北九州市門司区に、JR鹿児島本線の小森江駅があります。この小森江駅の東側に広い有料パーキングがあり、この敷地内に「かまぼこ」状の不思議なコンクリート製の建物が建っています。この建物は関門海峡をまたいだ、本州と九州とを結ぶ関門トンネル関連施設です。
場所:福岡県北九州市門司区小森江
座標値:33.915667,130.938930
2022年現在では通気口として機能しています。関門海峡は本州と九州を分断する約6000年前にできた比較的、幅の狭い海峡です参照。
かまぼこ状の建物は、もともと関門トンネルを掘る前の、トンネルの試作品だったようです。まず、試掘坑道が掘られ、その後に本坑である関門トンネルが掘られました。

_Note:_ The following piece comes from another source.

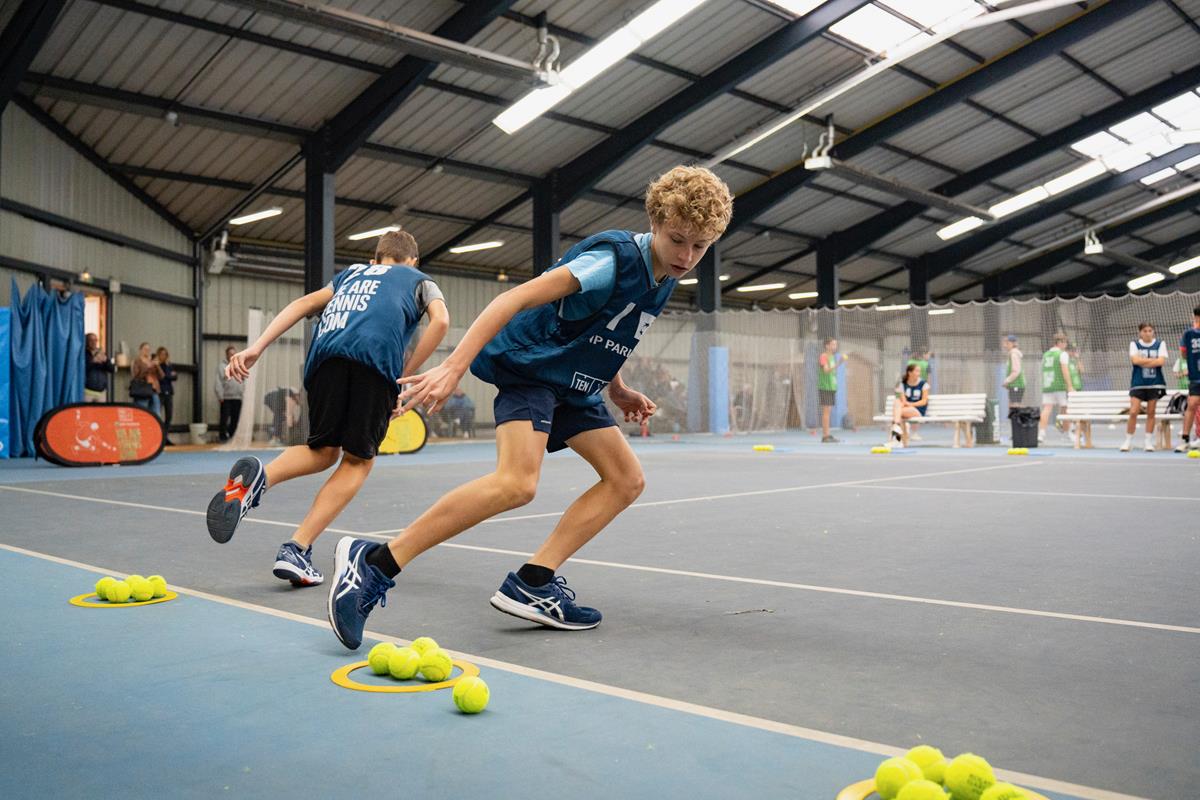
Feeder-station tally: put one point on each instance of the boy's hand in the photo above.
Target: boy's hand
(430, 389)
(240, 364)
(636, 405)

この試掘坑道は、通称、豆トンネルと呼ばれました。豆トンネルは1944年(昭和14年)に貫通しました。同1944年に、本坑道である関門トンネルの起工式が行われました。そして同1944年(昭和19年)に貫通したといいます(参照:『北九州の近代化遺産(北九州地域史研究会編)』P.56)。
『北九州の近代化遺産(北九州地域史研究会編))』P.56に写真として掲載されているのは、かまぼこ状の竪坑入口です。これとは別に、ドーム型のコンクリート製の建物もあります。こちらが何であるかは紹介されていませんが、おそらくこれも試掘坑道の竪坑ではないかと予想されます。
もともと、関門海峡をまたいだ本州と九州との連絡方法として、①トンネル、②架橋、③列車運搬船の3つの方法が提案されていました。
②の架橋に関しては、軍事攻撃の目標にされやすいなどの理由で却下されました参照。
③の列車運搬に関しては、関門海峡を航行する船に影響をおよぼすために却下されました(『北九州の近代化遺産(北九州地域史研究会編)』P.56)。残った①のトンネル案が採用されました。
1945年(昭和20年)7月…第二次世界大戦の終結間際…アメリカ軍は関門トンネルの無力化を目的に、トンネルの下関側入口を攻撃予定としていました。しかし天気が悪く攻撃されずにすみました(北九州の近代化遺産(北九州地域史研究会編)』P.57)。
有料パーキングに車を停めると、パーキングの敷地内なので、ゆっくりと遺構を見学することができました。竪坑をみたあとは、すぐ近くにある関門製糖工場も観に行きました。製糖工場は立派なレンガ造りの建物で、これはまた別の機会にご紹介したいと思います。